Auto Memory: How Claude Learns
What Gets Saved
Auto memory captures what Claude learns through your corrections and discoveries:
- Build commands and test invocations
- Project-specific debugging patterns
- Code style preferences you’ve enforced
- Architectural insights Claude discovers from reading the codebase
- Workflow habits that consistently work for this project
Claude doesn’t write to auto memory every session. It decides based on whether the information would be valuable in a future conversation. The auto memory save behavior is intentionally conservative — you won’t find it cluttered with trivia.
Storage Layout
~/.claude/projects/<project-hash>/memory/
├── MEMORY.md # Index, loaded at every session start (first 200 lines / 25KB)
├── debugging.md # Debugging patterns specific to this project
├── api-conventions.md # API design patterns Claude has learned
└── build-system.md # Build commands and configuration notes
The <project-hash> derives from the git repository root, so all worktrees in the same repo share one auto memory directory. This is intentional: knowledge about a codebase applies across branches.
The 200-Line / 25KB Threshold
Only the first 200 lines or 25KB of MEMORY.md load at session start. Content beyond this threshold is ignored at startup. Claude keeps MEMORY.md concise by moving detailed information into topic files (debugging.md, api-conventions.md, etc.), which it reads on demand using standard file tools.

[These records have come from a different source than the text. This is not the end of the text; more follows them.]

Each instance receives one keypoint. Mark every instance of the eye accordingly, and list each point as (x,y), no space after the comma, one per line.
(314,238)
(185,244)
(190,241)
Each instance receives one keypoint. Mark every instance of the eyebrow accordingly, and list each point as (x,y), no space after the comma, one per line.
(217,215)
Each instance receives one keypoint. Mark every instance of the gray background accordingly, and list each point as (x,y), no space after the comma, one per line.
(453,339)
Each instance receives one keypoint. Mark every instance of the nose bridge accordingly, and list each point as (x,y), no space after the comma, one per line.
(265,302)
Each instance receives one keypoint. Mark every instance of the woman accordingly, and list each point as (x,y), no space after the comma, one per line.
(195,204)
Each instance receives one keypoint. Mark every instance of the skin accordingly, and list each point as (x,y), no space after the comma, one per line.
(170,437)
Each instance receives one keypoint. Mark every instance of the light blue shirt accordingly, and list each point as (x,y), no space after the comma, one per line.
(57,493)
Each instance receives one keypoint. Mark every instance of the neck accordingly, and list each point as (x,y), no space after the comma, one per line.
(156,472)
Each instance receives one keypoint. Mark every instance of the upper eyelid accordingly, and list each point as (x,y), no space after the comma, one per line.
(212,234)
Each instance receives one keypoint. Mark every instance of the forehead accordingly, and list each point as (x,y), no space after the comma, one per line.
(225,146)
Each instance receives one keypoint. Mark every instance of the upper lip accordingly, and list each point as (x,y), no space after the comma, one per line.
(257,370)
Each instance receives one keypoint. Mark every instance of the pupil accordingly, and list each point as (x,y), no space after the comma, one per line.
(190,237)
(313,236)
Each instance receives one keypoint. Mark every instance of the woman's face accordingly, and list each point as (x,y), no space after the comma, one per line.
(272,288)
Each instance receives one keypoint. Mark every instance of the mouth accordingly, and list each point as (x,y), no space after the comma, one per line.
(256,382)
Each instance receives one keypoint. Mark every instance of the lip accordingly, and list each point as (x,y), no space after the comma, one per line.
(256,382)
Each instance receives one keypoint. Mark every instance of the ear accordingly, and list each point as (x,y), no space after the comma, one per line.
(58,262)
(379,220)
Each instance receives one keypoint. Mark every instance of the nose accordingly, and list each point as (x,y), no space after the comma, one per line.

This is different from CLAUDE.md files, which load in full regardless of length.
Configuring Auto Memory
Auto memory is on by default. Toggle it within a session:
/memory
Or set it in project settings:
{
"autoMemoryEnabled": false
}
Or via environment variable:
CLAUDE_CODE_DISABLE_AUTO_MEMORY=1 claude
To store auto memory in a custom location (useful for shared team memory across projects):
{
"autoMemoryDirectory": "~/team-shared-memory/backend-services"
}
The path must be absolute or start with ~/.
Auditing and Editing Auto Memory
Everything auto memory saves is plain markdown you can read, edit, or delete:
/memory
This command lists all loaded CLAUDE.md and CLAUDE.local.md files, lets you toggle auto memory, and links to the auto memory folder. Select any file to open it in your editor.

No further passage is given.